This year, the second of the plague, I think the end (for now) of our lockdown has left people needing to cheer themselves up a bit.
Which is why Halloween seems to have been celebrated a little more fully, even though it is a uniquely American tradition whose import to Australia still seems rather bizarre to me.
For the first time, I actually decided to play nice rather than grinch out and bought a few bags of chocolate frogs and wrapped lollies, which I left out in a bowl at my front gate, all covid-safe. I passed the evening sipping summery wine (ie sparking and rose) with one of my friends who lives in the next suburb along, watching the trick or treaters come by with their adult supervision from my front verandah.
From passing comments with the grown ups, some of whom were wearing pretty elaborate costumes, I think that once the kids were asleep, the Halloween parties were really going to get going, in celebration of the prospect that perhaps we finally have our freedom back.
And why not? After the past 19 months, people need something to cheer them up, and why should it not be a festival where the dead rise and walk the earth again?

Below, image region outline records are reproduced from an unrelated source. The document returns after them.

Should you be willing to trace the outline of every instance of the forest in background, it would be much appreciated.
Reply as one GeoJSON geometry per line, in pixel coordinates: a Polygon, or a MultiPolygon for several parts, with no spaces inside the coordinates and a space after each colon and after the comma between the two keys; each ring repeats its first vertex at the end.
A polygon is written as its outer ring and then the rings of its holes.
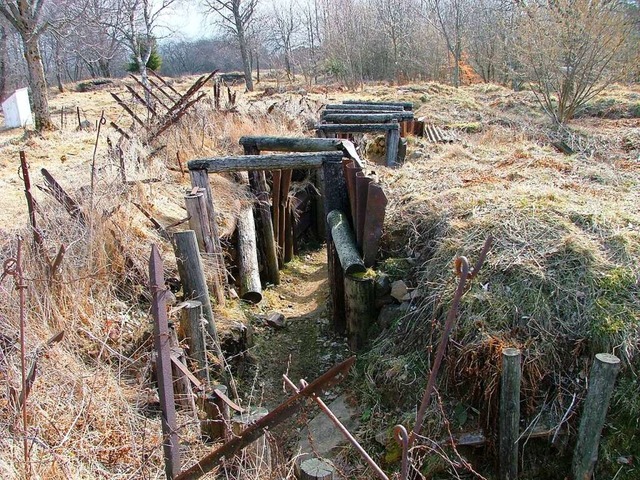
{"type": "MultiPolygon", "coordinates": [[[[87,78],[121,77],[149,45],[160,54],[160,71],[169,76],[243,68],[255,76],[260,68],[278,68],[308,84],[339,81],[351,87],[371,80],[433,80],[456,86],[496,82],[517,89],[535,80],[536,64],[543,57],[553,59],[566,74],[565,64],[588,61],[584,55],[611,61],[607,79],[635,82],[640,74],[637,0],[2,3],[0,8],[9,14],[14,5],[23,4],[37,14],[28,36],[37,37],[47,83],[61,89],[87,78]],[[185,6],[210,23],[211,37],[187,39],[167,28],[168,18],[185,6]],[[595,31],[598,28],[603,30],[595,31]],[[600,44],[584,51],[585,41],[596,34],[604,37],[600,44]]],[[[25,86],[28,77],[24,40],[6,15],[0,15],[0,96],[25,86]]]]}

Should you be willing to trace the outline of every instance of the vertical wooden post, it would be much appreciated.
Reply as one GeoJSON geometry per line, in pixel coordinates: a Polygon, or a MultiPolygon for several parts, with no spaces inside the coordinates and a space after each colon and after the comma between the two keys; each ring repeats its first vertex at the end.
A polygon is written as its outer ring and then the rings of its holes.
{"type": "Polygon", "coordinates": [[[218,233],[216,210],[213,205],[213,192],[211,191],[211,184],[209,183],[209,174],[206,170],[192,170],[189,174],[191,175],[191,185],[204,189],[204,203],[206,205],[207,217],[209,217],[209,231],[211,232],[211,239],[213,241],[213,255],[216,265],[216,281],[214,281],[213,285],[213,294],[216,298],[216,303],[218,305],[224,305],[224,286],[227,283],[227,274],[224,266],[222,246],[220,245],[220,234],[218,233]]]}
{"type": "Polygon", "coordinates": [[[520,350],[502,350],[500,382],[500,480],[518,477],[518,437],[520,436],[520,350]]]}
{"type": "MultiPolygon", "coordinates": [[[[246,172],[241,172],[240,178],[244,185],[249,184],[246,172]]],[[[256,224],[251,204],[243,206],[238,216],[238,269],[240,298],[251,303],[259,303],[262,300],[262,285],[258,268],[256,224]]]]}
{"type": "Polygon", "coordinates": [[[204,401],[204,411],[206,418],[200,422],[200,432],[205,441],[216,442],[225,440],[229,436],[229,406],[216,393],[227,394],[225,385],[216,385],[213,393],[208,395],[204,401]]]}
{"type": "Polygon", "coordinates": [[[202,319],[204,319],[202,315],[202,302],[187,300],[182,309],[180,326],[189,345],[189,357],[198,364],[196,375],[208,383],[209,366],[206,359],[206,344],[202,319]]]}
{"type": "MultiPolygon", "coordinates": [[[[395,124],[398,122],[395,121],[395,124]]],[[[396,158],[398,157],[398,143],[400,143],[400,129],[394,128],[387,130],[386,135],[387,143],[387,167],[393,167],[396,164],[396,158]]]]}
{"type": "MultiPolygon", "coordinates": [[[[342,161],[324,162],[322,164],[324,176],[324,211],[328,214],[333,210],[348,211],[347,182],[342,171],[342,161]]],[[[333,245],[331,227],[324,218],[324,228],[327,240],[327,267],[329,270],[329,289],[331,292],[332,320],[336,332],[346,330],[344,315],[344,272],[340,259],[333,245]]]]}
{"type": "Polygon", "coordinates": [[[184,203],[189,215],[189,228],[195,232],[200,250],[215,253],[205,195],[204,188],[194,187],[184,196],[184,203]]]}
{"type": "MultiPolygon", "coordinates": [[[[169,325],[169,341],[171,344],[171,356],[186,365],[184,350],[180,347],[178,334],[173,324],[169,325]]],[[[184,410],[189,410],[195,415],[196,402],[191,389],[191,381],[173,362],[171,363],[171,372],[173,374],[173,392],[176,403],[184,410]]]]}
{"type": "Polygon", "coordinates": [[[593,476],[600,435],[619,370],[620,359],[615,355],[596,355],[589,375],[589,390],[580,419],[578,443],[573,452],[571,470],[575,480],[589,480],[593,476]]]}
{"type": "Polygon", "coordinates": [[[278,220],[278,245],[280,246],[280,254],[281,263],[284,264],[286,260],[286,238],[287,238],[287,229],[291,228],[291,221],[288,220],[289,216],[289,187],[291,186],[291,174],[293,171],[291,169],[282,170],[282,176],[280,178],[280,208],[278,212],[280,214],[280,218],[278,220]]]}
{"type": "MultiPolygon", "coordinates": [[[[259,155],[260,150],[257,147],[245,146],[244,153],[246,155],[259,155]]],[[[260,240],[264,245],[265,254],[265,270],[267,281],[274,284],[280,284],[280,270],[278,268],[278,248],[273,230],[273,220],[271,219],[271,208],[269,202],[269,189],[267,187],[267,179],[264,171],[249,172],[249,185],[253,194],[258,199],[256,210],[260,219],[261,235],[260,240]]]]}
{"type": "Polygon", "coordinates": [[[345,275],[344,298],[349,347],[355,352],[364,346],[375,320],[373,279],[345,275]]]}
{"type": "Polygon", "coordinates": [[[158,391],[162,409],[162,434],[165,461],[165,474],[169,480],[180,473],[180,443],[176,421],[176,407],[173,396],[173,378],[171,374],[171,345],[169,324],[167,322],[167,292],[164,285],[162,258],[156,245],[151,246],[149,259],[149,287],[153,300],[154,343],[157,352],[156,370],[158,372],[158,391]]]}
{"type": "Polygon", "coordinates": [[[218,333],[213,320],[213,308],[211,307],[202,260],[198,251],[196,234],[193,230],[177,232],[173,235],[173,246],[185,300],[198,300],[202,303],[202,314],[207,321],[207,332],[218,343],[218,333]]]}
{"type": "Polygon", "coordinates": [[[327,221],[327,213],[324,211],[324,170],[322,168],[318,168],[315,171],[315,186],[318,190],[319,196],[316,197],[314,205],[315,205],[315,214],[316,214],[316,232],[318,234],[318,240],[322,241],[323,238],[326,237],[326,221],[327,221]]]}
{"type": "Polygon", "coordinates": [[[271,203],[273,205],[273,235],[276,242],[276,254],[278,256],[278,268],[282,268],[284,245],[280,243],[280,185],[282,183],[282,170],[273,170],[273,191],[271,203]]]}

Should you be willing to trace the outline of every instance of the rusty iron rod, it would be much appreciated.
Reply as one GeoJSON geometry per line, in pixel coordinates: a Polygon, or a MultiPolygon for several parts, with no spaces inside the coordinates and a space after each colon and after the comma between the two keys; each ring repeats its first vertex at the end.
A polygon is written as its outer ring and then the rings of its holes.
{"type": "MultiPolygon", "coordinates": [[[[293,383],[291,381],[291,379],[289,377],[287,377],[286,375],[282,375],[283,380],[285,381],[285,383],[291,387],[291,389],[295,392],[295,393],[299,393],[300,390],[298,389],[298,387],[296,387],[296,384],[293,383]]],[[[307,387],[307,382],[304,380],[300,380],[300,385],[302,386],[302,388],[307,387]]],[[[353,448],[355,448],[358,453],[362,456],[362,458],[364,458],[365,462],[367,462],[367,464],[376,472],[376,474],[378,475],[378,478],[380,478],[381,480],[389,480],[389,477],[387,477],[387,474],[384,473],[382,471],[382,469],[378,466],[378,464],[373,460],[373,458],[371,458],[369,456],[369,454],[367,453],[367,451],[362,448],[362,446],[358,443],[358,440],[356,440],[354,438],[353,435],[351,435],[351,432],[349,432],[349,430],[347,430],[347,427],[345,427],[342,422],[338,419],[338,417],[336,417],[334,415],[334,413],[331,411],[331,409],[327,406],[326,403],[324,403],[322,401],[322,399],[320,397],[318,397],[318,395],[316,393],[311,394],[311,398],[313,398],[315,400],[315,402],[318,404],[318,406],[320,407],[320,410],[322,410],[324,412],[324,414],[329,417],[329,420],[331,420],[331,422],[336,426],[336,428],[338,430],[340,430],[340,433],[342,433],[342,435],[344,436],[344,438],[347,439],[347,441],[353,446],[353,448]]]]}
{"type": "Polygon", "coordinates": [[[356,357],[349,357],[344,362],[332,367],[297,394],[278,405],[271,413],[251,423],[237,437],[232,438],[200,459],[198,463],[184,470],[175,480],[194,480],[203,477],[218,466],[223,459],[231,458],[236,452],[260,438],[267,428],[272,428],[290,418],[301,407],[303,398],[310,397],[323,388],[344,380],[355,361],[356,357]]]}
{"type": "Polygon", "coordinates": [[[400,480],[407,480],[409,478],[409,434],[404,425],[396,425],[393,427],[393,436],[402,447],[400,480]]]}
{"type": "Polygon", "coordinates": [[[156,245],[151,246],[149,258],[149,289],[153,300],[154,341],[156,349],[156,370],[158,372],[158,393],[162,409],[162,434],[165,474],[172,480],[180,472],[180,444],[178,440],[176,406],[173,395],[173,373],[171,369],[171,344],[167,321],[166,288],[164,285],[163,263],[156,245]]]}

Quite true. I came around a few years ago to accepting that Halloween can be fun. I stopped posting my protest (a pumpkin carved with the words f@#$ off) and also decided to stop being a Halloween grinch. We already imported the Irish festivities of St Patrick’s day, and the Italian Love fest of St Valentine. If you’re from Fremantle you’d also be familiar with the blessing of the fleet festivities where the predominantly Sicilian immigrant fishermen parade effigies of the Madonna dei martiri through the streets. And what a spectacle it is.
I think Australia should embrace more cultural festivals. Afterall, we are an immigrant country. I simply hope that your new found fondness of Halloween wasn’t derived entirely from your article’s leading photograph. But hey, who cares if it was? Trick or treat?